The agreements are broadly similar but with some differences. Funding of joint projects by the EU is generally more restricted in countries with more developed economies. However, on the issue of movement of human and other resources, many of the agreements state:
“Each Party shall take all appropriate steps and use its best efforts, pursuant to the laws and regulations applicable in the territories of each Party, to facilitate entry to, sojourn and exit from its territory of persons, material, data and equipment related to or used in cooperative activities developed by the Parties under this Agreement”.
This then points to a need in Brexit talks for a more nuanced approach to freedom of movement of workers than the current “No, no, no”.
These 20 agreements constitute a framework and a privileged forum to identify common interests, priorities, policy dialogue, and the necessary tools for S&T collaboration. The agreements have borne fruit in joint S&T projects. An expert group has evaluated positively these projects and other work. In the current Horizon 2020 (H2020) programme, international cooperation is a cross-cutting priority with specific funding for international cooperation policy support activities. H2020 is fully open to researchers from all over the globe and 16 nations have international agreements that formalise this.

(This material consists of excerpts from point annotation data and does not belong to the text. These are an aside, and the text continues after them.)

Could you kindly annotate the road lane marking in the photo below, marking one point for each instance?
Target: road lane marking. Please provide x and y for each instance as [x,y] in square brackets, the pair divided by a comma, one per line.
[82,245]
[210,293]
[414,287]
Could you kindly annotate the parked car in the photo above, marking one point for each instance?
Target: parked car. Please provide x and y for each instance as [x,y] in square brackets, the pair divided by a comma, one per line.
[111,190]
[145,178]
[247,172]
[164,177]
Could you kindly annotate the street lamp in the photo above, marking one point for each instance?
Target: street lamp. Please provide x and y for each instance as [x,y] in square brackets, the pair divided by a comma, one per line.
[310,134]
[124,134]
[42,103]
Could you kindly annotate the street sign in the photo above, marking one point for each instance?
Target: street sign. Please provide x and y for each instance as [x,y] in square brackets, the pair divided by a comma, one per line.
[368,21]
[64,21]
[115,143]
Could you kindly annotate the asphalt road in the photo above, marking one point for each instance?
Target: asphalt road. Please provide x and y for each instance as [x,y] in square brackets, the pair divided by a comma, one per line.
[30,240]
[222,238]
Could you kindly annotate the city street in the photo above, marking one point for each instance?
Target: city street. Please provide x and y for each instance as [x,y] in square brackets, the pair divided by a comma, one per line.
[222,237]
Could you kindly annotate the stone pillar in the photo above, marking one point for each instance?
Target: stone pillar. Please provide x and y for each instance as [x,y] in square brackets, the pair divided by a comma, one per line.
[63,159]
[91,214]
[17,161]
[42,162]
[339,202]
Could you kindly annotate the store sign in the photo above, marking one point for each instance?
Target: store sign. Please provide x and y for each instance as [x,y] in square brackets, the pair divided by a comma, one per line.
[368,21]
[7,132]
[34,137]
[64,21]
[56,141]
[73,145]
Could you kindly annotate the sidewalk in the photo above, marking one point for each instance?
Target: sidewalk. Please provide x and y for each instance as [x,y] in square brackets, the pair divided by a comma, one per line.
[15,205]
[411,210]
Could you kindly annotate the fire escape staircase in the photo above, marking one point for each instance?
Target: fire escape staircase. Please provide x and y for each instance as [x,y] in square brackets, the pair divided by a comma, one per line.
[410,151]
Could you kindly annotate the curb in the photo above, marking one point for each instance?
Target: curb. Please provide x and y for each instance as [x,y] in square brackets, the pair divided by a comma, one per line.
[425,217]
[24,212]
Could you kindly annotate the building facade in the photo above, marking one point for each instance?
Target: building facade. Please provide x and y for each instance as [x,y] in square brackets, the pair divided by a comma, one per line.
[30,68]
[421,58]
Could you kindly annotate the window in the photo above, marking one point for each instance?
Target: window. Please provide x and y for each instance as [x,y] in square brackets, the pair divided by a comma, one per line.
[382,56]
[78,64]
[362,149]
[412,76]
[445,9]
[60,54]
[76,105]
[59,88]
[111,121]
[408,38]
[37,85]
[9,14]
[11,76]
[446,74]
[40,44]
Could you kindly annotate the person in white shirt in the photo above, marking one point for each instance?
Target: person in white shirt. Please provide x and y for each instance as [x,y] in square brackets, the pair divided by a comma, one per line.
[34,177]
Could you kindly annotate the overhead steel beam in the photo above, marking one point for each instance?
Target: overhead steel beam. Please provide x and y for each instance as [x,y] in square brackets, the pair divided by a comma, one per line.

Nearly 850 joint research projects are in place with 160 nations via the Commissioner for International Cooperation and Development. These projects are the consequence of a series of interlocking international agreements and negotiations. These nations include some with which the UK has only ever had the most tenuous links. Former French colonies, for example, fall into this category. But now we have started to build collaborative links via EU-funded projects. To lose those links not only harms research but also sets back by decades the development of peaceful cooperation, development and trade.
Current benefits
The UK is party to all these directives, treaties, agreements and dialogues. Its researchers, paid for in part from the UK’s EU contribution, are active in many of the ongoing projects. It therefore accepts their value (although this writer is unaware of any central catalogue of projects that have UK participation and are funded by the UK via the EU). It follows that to walk away from any of these actions would result in a loss of value to the UK. Hence Brexit negotiations need to ensure a full replacement of agreements on S&T with regions and with nations around the world if future UK jobs and future UK industries are not to be imperilled.
In this blog I have focussed on international scientific and technological treaties and agreements that the UK is at risk of just walking away from. But for decades, EU diplomats have been establishing relations on every imaginable issue with the rest of world – not solely issues connected with science. If we are to leave the EU but not ignore the rest of the world, then we must not lose any of these advantages.
This means there is a great deal of diplomacy to do. And since diplomacy is slow and its success is not guaranteed, the UK is taking on substantial risks. Whether all the risks are worth one highly-disputed benefit – loss of the “freedom of movement” of EU workers – is a matter which the British people have not reflected on.